A Decade in a Cursed Eternity
by cwtch
Summary: Mathias had never felt so alone in these past ten years than the thousand he'd been alive to experience. Why did they all leave him? Where was his Lukas, his light in the darkness, his ethereal love?


It had been almost a decade since Lukas had left him. Almost a decade; tomorrow would count up exactly three thousand, six hundred and fifty days since Mathias had last seen Lukas, had last felt his silky skin, had last flourished in the warmth of his presence. It was exhausting, going through a day in the cold darkness in which Mathias's life had become, without a sun, without a guide, without his Lukas. The only person that kept him smiling was the small boy he left behind, but soon, he too slipped between the cracks of his hands, gone; Mathias was alone again.
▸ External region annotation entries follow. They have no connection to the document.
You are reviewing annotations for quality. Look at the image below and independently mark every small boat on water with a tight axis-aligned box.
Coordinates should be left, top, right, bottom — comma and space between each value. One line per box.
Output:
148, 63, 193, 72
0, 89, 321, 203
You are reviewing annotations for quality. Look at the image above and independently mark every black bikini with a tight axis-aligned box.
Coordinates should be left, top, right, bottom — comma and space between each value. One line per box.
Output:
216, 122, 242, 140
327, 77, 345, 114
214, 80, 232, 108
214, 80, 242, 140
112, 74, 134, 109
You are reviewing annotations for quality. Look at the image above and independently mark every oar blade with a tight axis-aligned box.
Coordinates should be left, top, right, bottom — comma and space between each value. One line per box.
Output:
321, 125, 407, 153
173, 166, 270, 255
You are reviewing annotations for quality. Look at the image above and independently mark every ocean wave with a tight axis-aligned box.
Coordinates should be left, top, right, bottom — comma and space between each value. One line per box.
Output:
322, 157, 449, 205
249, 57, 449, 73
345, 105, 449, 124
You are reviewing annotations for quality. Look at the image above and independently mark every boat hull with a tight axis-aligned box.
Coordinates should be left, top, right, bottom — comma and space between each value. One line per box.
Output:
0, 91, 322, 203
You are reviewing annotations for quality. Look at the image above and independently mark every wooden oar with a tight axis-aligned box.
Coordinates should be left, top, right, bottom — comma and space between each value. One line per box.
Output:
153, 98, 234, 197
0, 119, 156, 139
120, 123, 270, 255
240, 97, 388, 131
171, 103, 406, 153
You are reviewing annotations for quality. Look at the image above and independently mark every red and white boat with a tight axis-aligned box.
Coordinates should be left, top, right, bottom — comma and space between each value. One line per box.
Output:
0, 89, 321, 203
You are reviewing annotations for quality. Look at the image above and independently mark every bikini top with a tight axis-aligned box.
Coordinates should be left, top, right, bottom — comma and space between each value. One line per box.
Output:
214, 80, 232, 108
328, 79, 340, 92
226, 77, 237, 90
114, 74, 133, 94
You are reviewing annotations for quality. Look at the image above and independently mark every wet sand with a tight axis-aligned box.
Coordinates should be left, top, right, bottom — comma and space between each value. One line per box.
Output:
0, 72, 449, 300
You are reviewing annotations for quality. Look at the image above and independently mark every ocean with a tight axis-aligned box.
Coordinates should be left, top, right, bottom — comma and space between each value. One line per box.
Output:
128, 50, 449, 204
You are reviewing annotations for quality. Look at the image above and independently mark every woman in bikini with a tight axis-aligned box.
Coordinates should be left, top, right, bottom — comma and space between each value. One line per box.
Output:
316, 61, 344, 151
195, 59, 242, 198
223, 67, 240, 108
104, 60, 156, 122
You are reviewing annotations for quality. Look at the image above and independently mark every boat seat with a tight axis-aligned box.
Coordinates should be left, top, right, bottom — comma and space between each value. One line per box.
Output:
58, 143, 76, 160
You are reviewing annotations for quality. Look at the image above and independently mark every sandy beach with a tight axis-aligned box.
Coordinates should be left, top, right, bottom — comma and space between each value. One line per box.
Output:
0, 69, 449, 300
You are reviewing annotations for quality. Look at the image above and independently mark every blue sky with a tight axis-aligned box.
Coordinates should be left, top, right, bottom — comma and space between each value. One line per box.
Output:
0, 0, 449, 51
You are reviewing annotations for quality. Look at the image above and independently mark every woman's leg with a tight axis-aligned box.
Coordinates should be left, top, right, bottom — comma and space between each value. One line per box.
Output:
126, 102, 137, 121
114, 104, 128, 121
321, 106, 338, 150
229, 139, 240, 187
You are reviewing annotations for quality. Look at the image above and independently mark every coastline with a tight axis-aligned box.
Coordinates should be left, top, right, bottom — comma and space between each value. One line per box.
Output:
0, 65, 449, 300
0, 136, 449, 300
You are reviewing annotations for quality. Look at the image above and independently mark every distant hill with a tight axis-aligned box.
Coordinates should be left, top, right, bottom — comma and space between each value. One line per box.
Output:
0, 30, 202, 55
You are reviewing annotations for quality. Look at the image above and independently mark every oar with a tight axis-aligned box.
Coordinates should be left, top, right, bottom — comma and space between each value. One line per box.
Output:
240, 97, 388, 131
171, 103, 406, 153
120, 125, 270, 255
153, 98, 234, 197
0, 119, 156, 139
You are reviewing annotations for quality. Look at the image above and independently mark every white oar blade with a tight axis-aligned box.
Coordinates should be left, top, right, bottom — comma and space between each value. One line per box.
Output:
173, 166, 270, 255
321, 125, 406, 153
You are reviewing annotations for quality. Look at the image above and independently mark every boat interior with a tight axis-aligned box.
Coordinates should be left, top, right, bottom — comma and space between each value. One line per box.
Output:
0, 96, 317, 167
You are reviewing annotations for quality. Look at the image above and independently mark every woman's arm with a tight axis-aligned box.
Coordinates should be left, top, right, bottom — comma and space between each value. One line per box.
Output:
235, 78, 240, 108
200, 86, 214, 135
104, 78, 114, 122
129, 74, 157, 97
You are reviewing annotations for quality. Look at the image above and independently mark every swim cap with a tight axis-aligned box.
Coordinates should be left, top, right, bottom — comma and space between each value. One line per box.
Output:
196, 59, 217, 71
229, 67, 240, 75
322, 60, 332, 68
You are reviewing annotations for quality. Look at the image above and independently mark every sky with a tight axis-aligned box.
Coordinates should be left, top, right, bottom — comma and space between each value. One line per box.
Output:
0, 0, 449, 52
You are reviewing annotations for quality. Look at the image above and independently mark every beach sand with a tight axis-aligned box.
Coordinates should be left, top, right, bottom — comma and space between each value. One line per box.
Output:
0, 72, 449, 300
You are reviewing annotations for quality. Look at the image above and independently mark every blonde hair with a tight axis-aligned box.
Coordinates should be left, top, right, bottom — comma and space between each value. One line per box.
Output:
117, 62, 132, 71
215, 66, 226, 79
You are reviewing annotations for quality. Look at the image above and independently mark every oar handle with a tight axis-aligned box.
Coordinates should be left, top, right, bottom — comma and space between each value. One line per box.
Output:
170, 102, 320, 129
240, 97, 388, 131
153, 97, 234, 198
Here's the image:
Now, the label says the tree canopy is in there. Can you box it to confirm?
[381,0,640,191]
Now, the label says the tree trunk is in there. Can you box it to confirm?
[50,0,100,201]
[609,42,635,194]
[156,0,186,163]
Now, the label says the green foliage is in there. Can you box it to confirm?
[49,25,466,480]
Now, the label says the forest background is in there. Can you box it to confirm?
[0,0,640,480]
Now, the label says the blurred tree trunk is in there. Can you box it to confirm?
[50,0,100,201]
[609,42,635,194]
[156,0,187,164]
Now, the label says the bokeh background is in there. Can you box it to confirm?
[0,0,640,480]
"What drove them away?" he would cry into the void, but not a response nor relent of his sadness would he receive. And then he would really cry, the silent cry special to him because no one had ever witnessed it. Tantrums were frequent with his personality, but when he found himself alone and sad, wet tears would sloppily soak his face and noiseless hiccups and chokes would he make.

Sweet, bittersweet lonesome. Deafening quiet, or roaring silence: Mathias could not decide. It felt like both, sounded like both to his cold ears in his cold house in his bittersweet misery. On the warmer days of his isolation, he read, or wrote, or sung out his emptiness until he could not breath and was red in the face.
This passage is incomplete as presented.